With increased competition for the minimal available space in key locations, rents in those areas are at all time highs. This has led to a softening of the boundaries, and tenants are now willing to consider space beyond what had traditionally been targeted.

For example, at one point 49th Street was considered the dividing line for the Fifth Avenue market, and asking rents dropped significantly south of 49th Street. However, this retail corridor is evolving. More and more, members of our Advisory Group are reporting the willingness of high profile retail tenants to rent stores between 42th – 49th Steet due to the high volume of tourist and potential customer traffic. . As a result, the average ground floor asking rent in these corridors has been rising.

In time, our Advisory Group projects the retail stores south of 42nd Street will see an increase in asking rents, as tourists continue to walk south on Fifth Avenue linking 42nd St. and 34th St and beyond down to the Flatiron District.

It is important to recognize that the asking rent for ground floor space in the retail market is based on a broad range of important factors, with consideration of physical components such as <street frontage, depth of store column spacing,, ceiling heights , possible addition of mezzanine or lower level selling space; as well as accessibility to mass transportation.
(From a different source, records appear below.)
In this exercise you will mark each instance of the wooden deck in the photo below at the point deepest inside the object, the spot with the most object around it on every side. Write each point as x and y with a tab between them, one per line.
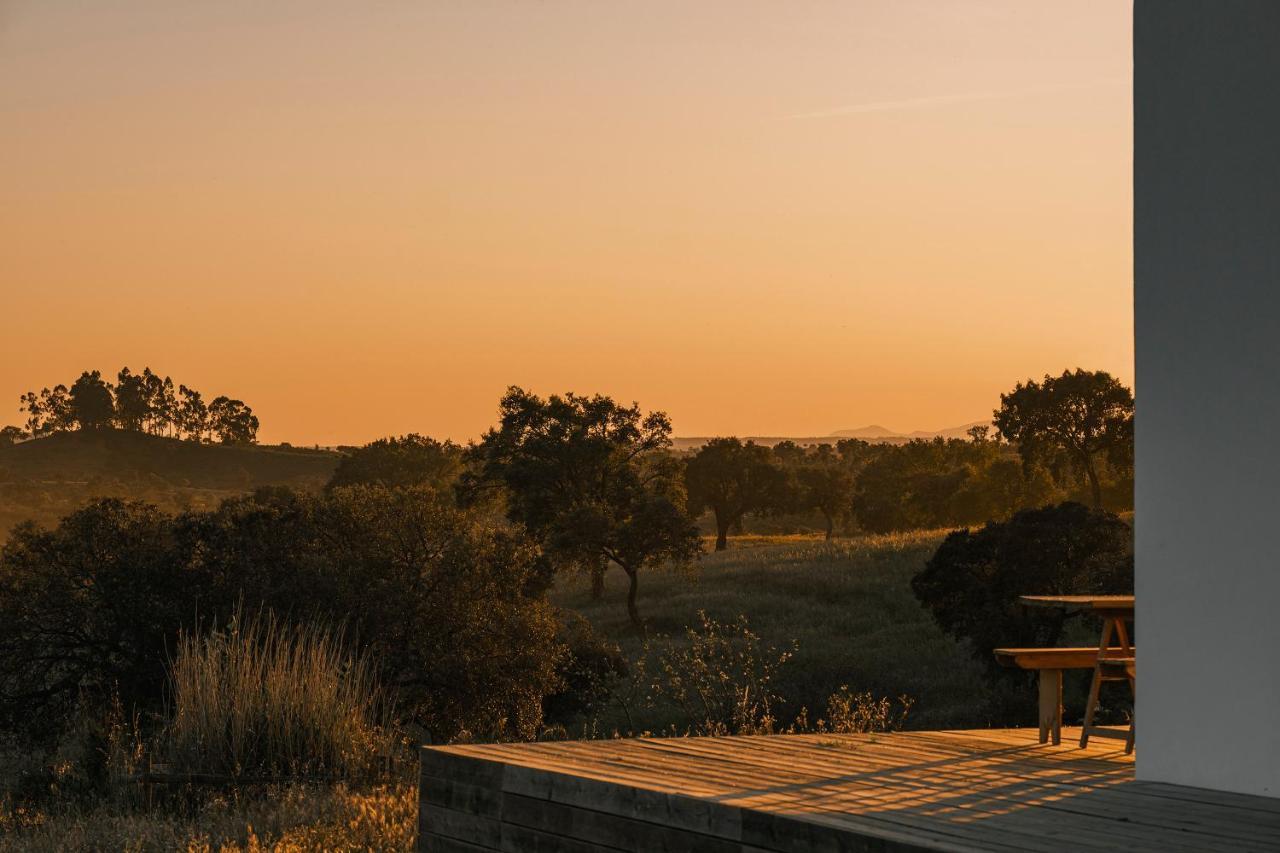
920	790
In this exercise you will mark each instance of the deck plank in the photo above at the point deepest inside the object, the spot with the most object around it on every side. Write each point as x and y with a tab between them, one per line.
992	789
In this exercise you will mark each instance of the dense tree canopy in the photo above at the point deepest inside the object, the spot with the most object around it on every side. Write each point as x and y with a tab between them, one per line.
1080	416
438	596
592	479
974	579
138	402
407	460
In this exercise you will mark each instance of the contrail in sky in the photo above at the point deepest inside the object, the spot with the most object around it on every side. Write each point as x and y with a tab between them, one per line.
932	100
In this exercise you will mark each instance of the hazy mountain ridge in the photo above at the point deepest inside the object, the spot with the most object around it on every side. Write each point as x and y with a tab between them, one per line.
876	430
869	433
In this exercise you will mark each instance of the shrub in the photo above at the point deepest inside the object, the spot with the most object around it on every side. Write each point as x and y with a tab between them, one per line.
723	678
446	602
974	579
264	698
850	712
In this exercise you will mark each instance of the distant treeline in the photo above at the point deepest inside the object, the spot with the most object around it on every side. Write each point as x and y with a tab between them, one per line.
142	402
1068	437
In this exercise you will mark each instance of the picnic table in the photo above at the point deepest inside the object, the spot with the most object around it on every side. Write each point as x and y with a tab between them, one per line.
1109	662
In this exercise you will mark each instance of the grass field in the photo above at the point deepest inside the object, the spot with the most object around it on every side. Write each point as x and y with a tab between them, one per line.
848	605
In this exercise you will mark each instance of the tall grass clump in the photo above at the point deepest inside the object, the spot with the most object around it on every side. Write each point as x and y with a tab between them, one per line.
264	698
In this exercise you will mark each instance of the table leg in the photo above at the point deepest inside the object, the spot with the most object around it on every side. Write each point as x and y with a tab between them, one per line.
1107	626
1051	706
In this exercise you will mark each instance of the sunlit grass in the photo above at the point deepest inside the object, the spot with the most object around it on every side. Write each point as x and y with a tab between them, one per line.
265	698
333	817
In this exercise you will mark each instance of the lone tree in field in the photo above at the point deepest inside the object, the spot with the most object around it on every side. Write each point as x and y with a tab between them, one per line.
1082	415
590	479
734	478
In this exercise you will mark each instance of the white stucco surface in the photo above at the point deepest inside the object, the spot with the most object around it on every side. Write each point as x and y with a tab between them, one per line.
1207	315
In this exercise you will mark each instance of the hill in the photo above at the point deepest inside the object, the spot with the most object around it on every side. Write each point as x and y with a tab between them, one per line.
46	478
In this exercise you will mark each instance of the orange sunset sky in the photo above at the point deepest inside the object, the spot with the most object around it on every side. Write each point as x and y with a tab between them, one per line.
763	218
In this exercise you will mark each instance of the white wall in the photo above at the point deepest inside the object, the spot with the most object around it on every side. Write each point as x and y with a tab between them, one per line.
1207	308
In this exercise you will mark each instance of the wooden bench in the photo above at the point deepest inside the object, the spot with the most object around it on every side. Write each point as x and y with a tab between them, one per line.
1050	664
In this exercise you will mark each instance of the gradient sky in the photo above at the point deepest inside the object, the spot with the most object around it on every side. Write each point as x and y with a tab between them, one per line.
370	218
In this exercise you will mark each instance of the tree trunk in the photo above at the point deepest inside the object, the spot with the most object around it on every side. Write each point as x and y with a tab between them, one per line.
632	611
1093	483
598	582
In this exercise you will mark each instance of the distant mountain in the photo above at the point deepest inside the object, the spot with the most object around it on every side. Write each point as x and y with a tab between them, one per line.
880	433
874	430
871	433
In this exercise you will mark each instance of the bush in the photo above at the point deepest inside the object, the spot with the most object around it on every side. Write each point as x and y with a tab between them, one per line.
446	602
974	579
264	698
723	678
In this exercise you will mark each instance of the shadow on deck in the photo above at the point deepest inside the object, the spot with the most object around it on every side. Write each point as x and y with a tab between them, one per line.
917	790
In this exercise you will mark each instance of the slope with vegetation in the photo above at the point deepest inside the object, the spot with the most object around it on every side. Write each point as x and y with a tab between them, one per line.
48	478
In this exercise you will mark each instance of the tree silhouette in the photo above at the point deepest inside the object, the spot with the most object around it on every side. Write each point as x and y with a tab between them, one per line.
590	479
734	478
973	580
232	422
132	407
1082	414
91	402
192	414
49	411
826	484
140	402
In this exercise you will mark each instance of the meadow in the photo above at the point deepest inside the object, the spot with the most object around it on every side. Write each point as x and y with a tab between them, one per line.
845	603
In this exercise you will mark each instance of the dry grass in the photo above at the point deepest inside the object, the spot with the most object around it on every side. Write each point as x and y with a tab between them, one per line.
263	698
287	820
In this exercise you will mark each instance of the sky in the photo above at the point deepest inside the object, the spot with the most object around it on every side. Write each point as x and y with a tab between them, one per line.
762	218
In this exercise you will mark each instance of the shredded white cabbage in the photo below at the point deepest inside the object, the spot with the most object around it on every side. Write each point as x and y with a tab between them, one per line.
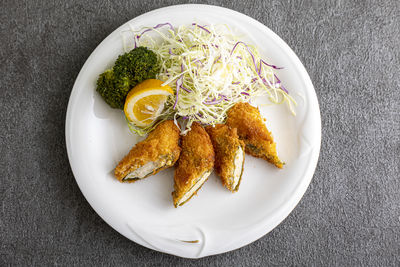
210	70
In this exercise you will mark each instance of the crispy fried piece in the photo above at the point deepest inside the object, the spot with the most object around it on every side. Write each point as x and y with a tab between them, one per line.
229	155
160	150
252	130
194	165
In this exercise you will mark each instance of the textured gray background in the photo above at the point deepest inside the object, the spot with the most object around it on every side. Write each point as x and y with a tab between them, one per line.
350	214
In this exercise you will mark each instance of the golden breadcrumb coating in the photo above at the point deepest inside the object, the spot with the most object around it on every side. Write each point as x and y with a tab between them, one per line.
196	159
226	144
252	130
161	145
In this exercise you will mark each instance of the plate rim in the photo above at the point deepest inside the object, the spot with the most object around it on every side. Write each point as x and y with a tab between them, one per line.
289	205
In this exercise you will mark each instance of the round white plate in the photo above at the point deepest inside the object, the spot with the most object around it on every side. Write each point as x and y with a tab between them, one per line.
214	221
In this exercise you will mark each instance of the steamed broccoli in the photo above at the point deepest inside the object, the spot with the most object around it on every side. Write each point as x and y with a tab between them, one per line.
129	69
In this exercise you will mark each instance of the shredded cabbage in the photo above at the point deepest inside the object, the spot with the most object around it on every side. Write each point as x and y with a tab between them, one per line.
210	70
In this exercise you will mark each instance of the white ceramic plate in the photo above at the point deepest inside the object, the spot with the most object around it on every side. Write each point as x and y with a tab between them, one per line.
214	221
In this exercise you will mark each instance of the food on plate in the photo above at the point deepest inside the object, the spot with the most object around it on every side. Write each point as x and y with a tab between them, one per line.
229	155
177	80
252	130
160	150
195	164
129	69
145	102
209	69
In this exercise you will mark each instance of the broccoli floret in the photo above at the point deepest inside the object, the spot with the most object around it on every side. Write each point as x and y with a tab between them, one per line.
129	69
112	90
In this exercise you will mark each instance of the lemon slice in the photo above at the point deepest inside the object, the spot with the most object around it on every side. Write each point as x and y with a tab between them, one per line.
145	102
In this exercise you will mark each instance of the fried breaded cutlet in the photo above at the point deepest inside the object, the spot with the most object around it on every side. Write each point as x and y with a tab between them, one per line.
195	164
160	150
229	155
252	130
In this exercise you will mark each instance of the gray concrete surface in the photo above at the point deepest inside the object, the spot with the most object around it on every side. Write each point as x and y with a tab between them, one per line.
350	214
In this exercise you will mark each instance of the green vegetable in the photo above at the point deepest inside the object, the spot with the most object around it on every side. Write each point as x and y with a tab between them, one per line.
130	69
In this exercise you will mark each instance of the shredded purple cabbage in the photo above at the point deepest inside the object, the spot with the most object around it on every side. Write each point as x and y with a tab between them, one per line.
281	85
270	65
201	27
248	50
178	86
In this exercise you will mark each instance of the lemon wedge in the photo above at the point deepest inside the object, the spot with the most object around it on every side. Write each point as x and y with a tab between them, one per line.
145	102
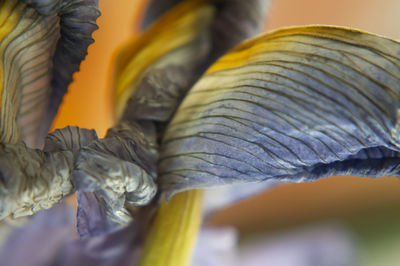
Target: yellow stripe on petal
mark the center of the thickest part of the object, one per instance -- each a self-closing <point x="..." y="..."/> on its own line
<point x="173" y="234"/>
<point x="177" y="28"/>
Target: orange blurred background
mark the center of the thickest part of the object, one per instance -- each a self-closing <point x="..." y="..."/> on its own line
<point x="89" y="104"/>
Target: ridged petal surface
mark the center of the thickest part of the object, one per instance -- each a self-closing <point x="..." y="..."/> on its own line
<point x="295" y="104"/>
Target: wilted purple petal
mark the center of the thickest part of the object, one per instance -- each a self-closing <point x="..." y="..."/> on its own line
<point x="216" y="247"/>
<point x="40" y="241"/>
<point x="295" y="105"/>
<point x="91" y="217"/>
<point x="328" y="245"/>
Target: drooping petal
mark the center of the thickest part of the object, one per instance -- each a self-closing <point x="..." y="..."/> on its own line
<point x="77" y="22"/>
<point x="120" y="169"/>
<point x="41" y="45"/>
<point x="296" y="104"/>
<point x="27" y="45"/>
<point x="156" y="70"/>
<point x="31" y="179"/>
<point x="92" y="219"/>
<point x="69" y="139"/>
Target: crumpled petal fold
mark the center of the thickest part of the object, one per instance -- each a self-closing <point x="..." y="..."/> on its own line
<point x="296" y="104"/>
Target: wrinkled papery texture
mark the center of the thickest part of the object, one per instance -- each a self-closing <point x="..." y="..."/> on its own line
<point x="92" y="219"/>
<point x="155" y="71"/>
<point x="41" y="240"/>
<point x="120" y="169"/>
<point x="77" y="21"/>
<point x="295" y="104"/>
<point x="49" y="238"/>
<point x="31" y="179"/>
<point x="27" y="46"/>
<point x="42" y="44"/>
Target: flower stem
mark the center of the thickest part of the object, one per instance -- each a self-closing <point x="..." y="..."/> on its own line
<point x="172" y="236"/>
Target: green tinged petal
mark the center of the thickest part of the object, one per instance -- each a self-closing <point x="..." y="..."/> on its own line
<point x="295" y="104"/>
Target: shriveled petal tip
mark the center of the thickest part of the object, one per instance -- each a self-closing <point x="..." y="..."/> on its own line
<point x="119" y="169"/>
<point x="69" y="138"/>
<point x="92" y="219"/>
<point x="42" y="45"/>
<point x="156" y="70"/>
<point x="32" y="180"/>
<point x="295" y="104"/>
<point x="77" y="23"/>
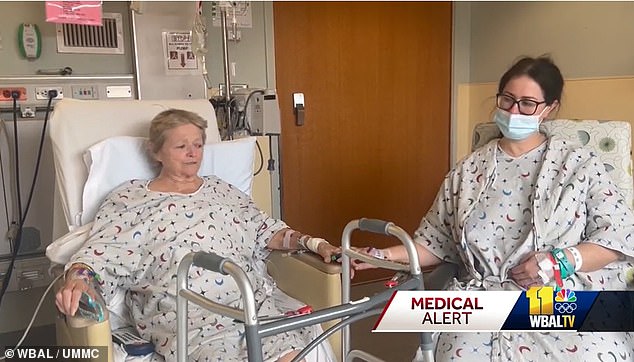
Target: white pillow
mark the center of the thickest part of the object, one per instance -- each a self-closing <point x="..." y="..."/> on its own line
<point x="116" y="160"/>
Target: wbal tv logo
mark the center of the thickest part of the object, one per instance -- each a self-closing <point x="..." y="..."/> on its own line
<point x="543" y="303"/>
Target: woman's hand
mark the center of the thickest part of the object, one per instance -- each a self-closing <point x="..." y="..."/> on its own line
<point x="67" y="298"/>
<point x="526" y="273"/>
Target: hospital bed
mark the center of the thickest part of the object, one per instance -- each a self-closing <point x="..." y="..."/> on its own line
<point x="76" y="126"/>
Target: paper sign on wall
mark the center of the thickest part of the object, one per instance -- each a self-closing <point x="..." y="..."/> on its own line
<point x="179" y="52"/>
<point x="74" y="12"/>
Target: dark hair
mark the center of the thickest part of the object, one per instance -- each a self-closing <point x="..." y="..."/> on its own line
<point x="543" y="71"/>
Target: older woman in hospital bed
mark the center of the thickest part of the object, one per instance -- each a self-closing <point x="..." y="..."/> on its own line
<point x="145" y="227"/>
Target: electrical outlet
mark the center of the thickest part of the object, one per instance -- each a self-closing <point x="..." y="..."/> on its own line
<point x="41" y="93"/>
<point x="5" y="93"/>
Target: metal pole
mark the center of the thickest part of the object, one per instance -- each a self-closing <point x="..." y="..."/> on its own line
<point x="225" y="58"/>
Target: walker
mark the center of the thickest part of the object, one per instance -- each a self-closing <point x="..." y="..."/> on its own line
<point x="347" y="312"/>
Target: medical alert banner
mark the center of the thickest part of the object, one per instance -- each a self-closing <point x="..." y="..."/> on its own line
<point x="538" y="309"/>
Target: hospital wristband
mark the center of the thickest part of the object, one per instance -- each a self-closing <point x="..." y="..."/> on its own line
<point x="313" y="244"/>
<point x="564" y="264"/>
<point x="577" y="257"/>
<point x="286" y="240"/>
<point x="545" y="265"/>
<point x="302" y="241"/>
<point x="556" y="272"/>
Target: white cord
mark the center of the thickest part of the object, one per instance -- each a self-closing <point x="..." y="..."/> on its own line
<point x="37" y="309"/>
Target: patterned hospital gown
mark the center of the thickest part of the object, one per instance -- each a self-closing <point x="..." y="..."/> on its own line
<point x="139" y="237"/>
<point x="494" y="209"/>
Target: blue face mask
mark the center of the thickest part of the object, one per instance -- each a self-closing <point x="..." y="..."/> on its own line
<point x="516" y="126"/>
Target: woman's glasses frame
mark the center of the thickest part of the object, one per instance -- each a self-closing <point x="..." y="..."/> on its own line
<point x="527" y="107"/>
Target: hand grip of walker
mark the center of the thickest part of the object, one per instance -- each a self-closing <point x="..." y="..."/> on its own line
<point x="374" y="225"/>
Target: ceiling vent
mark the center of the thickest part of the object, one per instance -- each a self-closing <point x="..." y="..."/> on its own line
<point x="92" y="39"/>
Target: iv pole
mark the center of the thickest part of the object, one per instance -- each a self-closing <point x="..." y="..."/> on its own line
<point x="225" y="58"/>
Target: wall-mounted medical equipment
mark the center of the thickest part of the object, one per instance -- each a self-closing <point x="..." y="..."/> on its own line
<point x="298" y="108"/>
<point x="166" y="50"/>
<point x="257" y="111"/>
<point x="30" y="270"/>
<point x="92" y="39"/>
<point x="29" y="41"/>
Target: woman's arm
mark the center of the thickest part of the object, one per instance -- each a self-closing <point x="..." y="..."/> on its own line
<point x="78" y="279"/>
<point x="398" y="253"/>
<point x="289" y="239"/>
<point x="594" y="257"/>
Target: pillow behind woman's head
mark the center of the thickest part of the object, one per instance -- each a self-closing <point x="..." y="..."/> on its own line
<point x="116" y="160"/>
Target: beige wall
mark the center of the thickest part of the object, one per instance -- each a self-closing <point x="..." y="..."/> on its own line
<point x="593" y="98"/>
<point x="588" y="40"/>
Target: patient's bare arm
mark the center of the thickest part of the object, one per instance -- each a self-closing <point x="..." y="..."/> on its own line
<point x="289" y="239"/>
<point x="79" y="278"/>
<point x="398" y="253"/>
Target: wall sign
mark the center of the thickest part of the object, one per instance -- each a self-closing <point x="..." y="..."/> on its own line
<point x="178" y="51"/>
<point x="74" y="12"/>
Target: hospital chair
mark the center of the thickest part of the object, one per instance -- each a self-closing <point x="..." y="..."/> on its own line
<point x="75" y="126"/>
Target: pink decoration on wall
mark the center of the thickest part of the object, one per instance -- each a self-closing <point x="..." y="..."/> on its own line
<point x="74" y="12"/>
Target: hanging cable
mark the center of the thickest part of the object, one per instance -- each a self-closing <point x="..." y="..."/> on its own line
<point x="3" y="131"/>
<point x="22" y="215"/>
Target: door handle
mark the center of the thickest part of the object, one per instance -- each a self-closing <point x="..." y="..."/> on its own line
<point x="298" y="108"/>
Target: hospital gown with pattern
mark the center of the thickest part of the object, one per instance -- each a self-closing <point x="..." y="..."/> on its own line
<point x="139" y="237"/>
<point x="495" y="209"/>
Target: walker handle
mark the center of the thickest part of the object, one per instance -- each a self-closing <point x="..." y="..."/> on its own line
<point x="375" y="225"/>
<point x="210" y="261"/>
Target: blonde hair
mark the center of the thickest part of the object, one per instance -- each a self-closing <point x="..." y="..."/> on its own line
<point x="169" y="119"/>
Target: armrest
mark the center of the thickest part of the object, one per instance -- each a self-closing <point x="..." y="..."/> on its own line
<point x="438" y="277"/>
<point x="306" y="277"/>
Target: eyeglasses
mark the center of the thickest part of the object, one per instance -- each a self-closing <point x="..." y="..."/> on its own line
<point x="527" y="107"/>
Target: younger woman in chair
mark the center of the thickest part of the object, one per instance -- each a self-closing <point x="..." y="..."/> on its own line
<point x="527" y="210"/>
<point x="145" y="227"/>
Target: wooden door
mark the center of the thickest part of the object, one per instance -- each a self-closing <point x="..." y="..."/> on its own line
<point x="376" y="77"/>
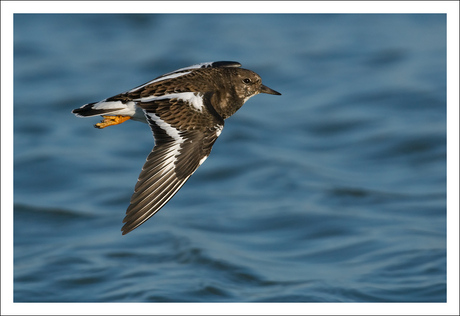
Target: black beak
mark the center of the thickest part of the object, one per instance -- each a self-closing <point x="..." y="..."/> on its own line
<point x="265" y="89"/>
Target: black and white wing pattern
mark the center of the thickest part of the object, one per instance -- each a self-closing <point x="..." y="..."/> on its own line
<point x="185" y="126"/>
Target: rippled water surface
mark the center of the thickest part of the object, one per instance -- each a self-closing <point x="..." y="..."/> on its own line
<point x="333" y="192"/>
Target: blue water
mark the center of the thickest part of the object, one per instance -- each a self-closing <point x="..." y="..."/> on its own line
<point x="333" y="192"/>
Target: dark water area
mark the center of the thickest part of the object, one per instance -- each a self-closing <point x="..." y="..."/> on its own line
<point x="333" y="192"/>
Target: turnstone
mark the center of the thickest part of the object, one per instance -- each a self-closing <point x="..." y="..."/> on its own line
<point x="186" y="110"/>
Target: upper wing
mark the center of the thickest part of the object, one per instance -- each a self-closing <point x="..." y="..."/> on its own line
<point x="184" y="131"/>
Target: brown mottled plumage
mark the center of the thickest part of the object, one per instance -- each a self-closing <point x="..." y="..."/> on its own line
<point x="186" y="110"/>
All of these factors affect the value of a space. Similarly, in these major retail corridors often small spaces can command higher ground floor asking rents which can increase weighted average asking rents within retail corridors. Equally critical are whether the location is in an emerging market, the owner’s and the broker’s vision for the future of the neighborhood and can/ should the area support the increased customer base which can lead to increased retail asking rents.

When we issued our initial report in the Fall of 2000, there was little interest by national retailers in Lower Manhattan, the Flatiron district, and the Meatpacking area. Today, these markets have emerged with their unique appeal to retailers which has led to major increases in asking rent, along with higher occupancy. Retail corridors evolve and grow reflecting the changing nature of our city. The rise in asking rents we are seeing in certain corridors is evidence of the ever changing .retail scene.

The data for this report was based on market conditions prior to Hurricane Sandy. Undoubtedly, the storm has had a temporary impact on the retail market in lower Manhattan. Regardless, the attractiveness of Lower Manhattan has not abated. The neighborhood continues to grow in population, with both increased residents and workers and continues to develop as a 7 day a week location. Not to be forgotten, even more hotels, attracting more visitors, are opening in Lower Manhattan to fill the need as tourism continues to increase downtown. The retail to be available at the World Trade Center, World Financial Center/Brookfield Place and the South Street Seaport will all create a lot of activity. Downtown has a bright future ahead

Our report is intended to be a snapshot of the market at a particular point in time and a comparison with the market six and twelve months earlier. However, as our Advisory Group points out and our neighborhood data affirms, the secondary and tertiary retail markets based on overall asking rents per square foot continue to improve as well.